The game discourages using mechanics this way, but your DM decides how to handle it
The PHB says about the observable effects of damage on p. 197:
Describing the Effects of Damage
Dungeon Masters describe hit point loss in different ways. When your current hit point total is half or more of your hit point maximum, you typically show no signs of injury. When you drop below half your hit point maximum, you show signs of wear, such as cuts and bruises. An attack that reduces you to 0 hit points strikes you directly, leaving a bleeding injury or other trauma, or it simply knocks you unconscious.
The effect that damage dealt has on a creature is not only a function of the amount of damage. It is a function of the amount of damage and the number of hit points that creature has. When you deal 10 damage to a commoner, you slay that commoner on the spot. Deal the same 10 damage to a hill giant, and you will not even see a scratch.
There is the general question why the characters in the game world would not be able to infer the game mechanics over time, when they can observe their effects again and again.
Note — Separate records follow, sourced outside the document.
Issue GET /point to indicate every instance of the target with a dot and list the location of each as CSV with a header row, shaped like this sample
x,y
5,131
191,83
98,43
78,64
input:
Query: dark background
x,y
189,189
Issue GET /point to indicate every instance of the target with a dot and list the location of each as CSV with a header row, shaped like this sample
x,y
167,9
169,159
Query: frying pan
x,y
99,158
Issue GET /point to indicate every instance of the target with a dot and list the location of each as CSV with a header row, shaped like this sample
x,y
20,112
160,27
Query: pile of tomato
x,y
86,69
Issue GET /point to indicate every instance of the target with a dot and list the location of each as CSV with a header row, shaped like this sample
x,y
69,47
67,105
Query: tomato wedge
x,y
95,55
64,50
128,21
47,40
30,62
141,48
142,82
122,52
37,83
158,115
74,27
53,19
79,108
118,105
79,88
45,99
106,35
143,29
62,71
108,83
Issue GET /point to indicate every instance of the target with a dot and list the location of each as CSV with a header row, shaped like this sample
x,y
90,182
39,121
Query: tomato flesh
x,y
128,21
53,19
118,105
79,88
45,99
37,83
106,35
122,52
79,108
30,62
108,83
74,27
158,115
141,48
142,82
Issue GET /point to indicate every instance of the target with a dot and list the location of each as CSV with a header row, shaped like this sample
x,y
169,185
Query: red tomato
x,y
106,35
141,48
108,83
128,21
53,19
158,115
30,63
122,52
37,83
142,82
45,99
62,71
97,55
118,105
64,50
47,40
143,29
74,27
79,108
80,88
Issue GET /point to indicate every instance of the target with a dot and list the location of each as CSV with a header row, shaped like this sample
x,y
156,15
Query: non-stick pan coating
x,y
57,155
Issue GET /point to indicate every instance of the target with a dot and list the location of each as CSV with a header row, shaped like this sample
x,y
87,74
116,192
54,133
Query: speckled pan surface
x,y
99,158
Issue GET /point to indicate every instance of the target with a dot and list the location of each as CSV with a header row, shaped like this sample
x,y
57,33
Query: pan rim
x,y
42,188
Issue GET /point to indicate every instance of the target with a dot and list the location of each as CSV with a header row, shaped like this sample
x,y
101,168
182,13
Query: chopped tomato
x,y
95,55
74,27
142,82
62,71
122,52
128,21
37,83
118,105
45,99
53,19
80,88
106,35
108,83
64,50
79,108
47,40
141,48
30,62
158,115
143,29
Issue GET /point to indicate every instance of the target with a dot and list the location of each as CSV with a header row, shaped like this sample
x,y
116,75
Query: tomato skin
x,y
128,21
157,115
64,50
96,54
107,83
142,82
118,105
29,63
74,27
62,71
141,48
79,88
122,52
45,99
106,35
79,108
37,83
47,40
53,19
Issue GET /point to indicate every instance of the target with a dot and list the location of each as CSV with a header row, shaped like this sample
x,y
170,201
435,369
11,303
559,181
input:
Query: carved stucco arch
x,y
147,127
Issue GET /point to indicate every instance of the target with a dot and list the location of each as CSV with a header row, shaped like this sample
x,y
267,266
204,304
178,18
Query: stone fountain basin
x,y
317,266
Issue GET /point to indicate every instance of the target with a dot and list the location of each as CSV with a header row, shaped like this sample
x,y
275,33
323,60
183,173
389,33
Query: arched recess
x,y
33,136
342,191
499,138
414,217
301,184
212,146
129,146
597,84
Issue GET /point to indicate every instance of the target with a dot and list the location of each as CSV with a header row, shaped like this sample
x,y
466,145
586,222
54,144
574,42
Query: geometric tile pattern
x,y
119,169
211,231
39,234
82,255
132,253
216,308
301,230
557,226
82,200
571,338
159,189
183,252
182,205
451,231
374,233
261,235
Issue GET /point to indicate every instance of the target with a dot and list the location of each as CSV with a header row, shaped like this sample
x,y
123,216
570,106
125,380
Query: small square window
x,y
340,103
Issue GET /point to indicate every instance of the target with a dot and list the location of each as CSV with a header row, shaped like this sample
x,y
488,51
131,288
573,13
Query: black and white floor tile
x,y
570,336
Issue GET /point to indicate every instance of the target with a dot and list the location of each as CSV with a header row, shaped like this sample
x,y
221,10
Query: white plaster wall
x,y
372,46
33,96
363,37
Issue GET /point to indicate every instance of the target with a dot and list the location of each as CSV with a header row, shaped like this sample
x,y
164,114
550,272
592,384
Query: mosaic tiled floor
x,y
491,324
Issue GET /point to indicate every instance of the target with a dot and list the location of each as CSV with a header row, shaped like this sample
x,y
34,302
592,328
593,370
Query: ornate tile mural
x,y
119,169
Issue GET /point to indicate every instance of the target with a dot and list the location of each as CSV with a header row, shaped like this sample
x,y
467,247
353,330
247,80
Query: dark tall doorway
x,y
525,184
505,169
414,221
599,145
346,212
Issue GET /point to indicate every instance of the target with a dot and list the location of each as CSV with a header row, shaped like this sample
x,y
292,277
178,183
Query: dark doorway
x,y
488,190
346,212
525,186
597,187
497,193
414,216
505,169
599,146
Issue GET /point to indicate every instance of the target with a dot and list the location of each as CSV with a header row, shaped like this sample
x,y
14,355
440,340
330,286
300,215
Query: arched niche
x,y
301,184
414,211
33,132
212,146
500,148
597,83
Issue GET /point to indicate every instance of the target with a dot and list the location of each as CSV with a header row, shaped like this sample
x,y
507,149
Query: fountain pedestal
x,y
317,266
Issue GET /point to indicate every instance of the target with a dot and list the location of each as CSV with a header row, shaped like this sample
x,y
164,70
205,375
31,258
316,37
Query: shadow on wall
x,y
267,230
And there is no explicit statement in the rules that they cannot do that.
From the way the rules are written overall, addressing mostly the player when it comes to game mechanics, it however is clear that the rules are a tool for us, the players to be able to resolve the outcome of actions. They must by necessity simplify to be playable. But the idea is that they represent a world such as ours — with mundane swords, wounds and diseases, that work as they would in the real world.
The player characters generally would not know about things like hit points, they would know about being wounded or tired. The quote above shows that the severity of damage dealt is difficult to quantify for the characters — until they have dealt half a creatures hp, they cannot even see any wounds.
The DMG advises to play without thinking about the game in terms of mechanics on p. 235:
Discourage metagame thinking by giving players a gentle reminder: "What do your characters think?"
How you play this is however entirely up to you. Some tables and DMs have no problem for stating the exact numbers and sharing if it is maximal and the character acting in some way on this knowledge. You can even couch this in language like "you feel how your strike digs into the monster as if guided by a supernatural force", to provide in-game explanation to the characters.
Other tables and DMs keep all of this secret, let you roll but behind the screen record maximum damage.
I personally think that letting the character experience their special ability is at work, while keeping the monster hp secret apart from if the monster is physically wounded or maybe very close to death is a good balance, but it is really up to the individual DM and table and how they want to play.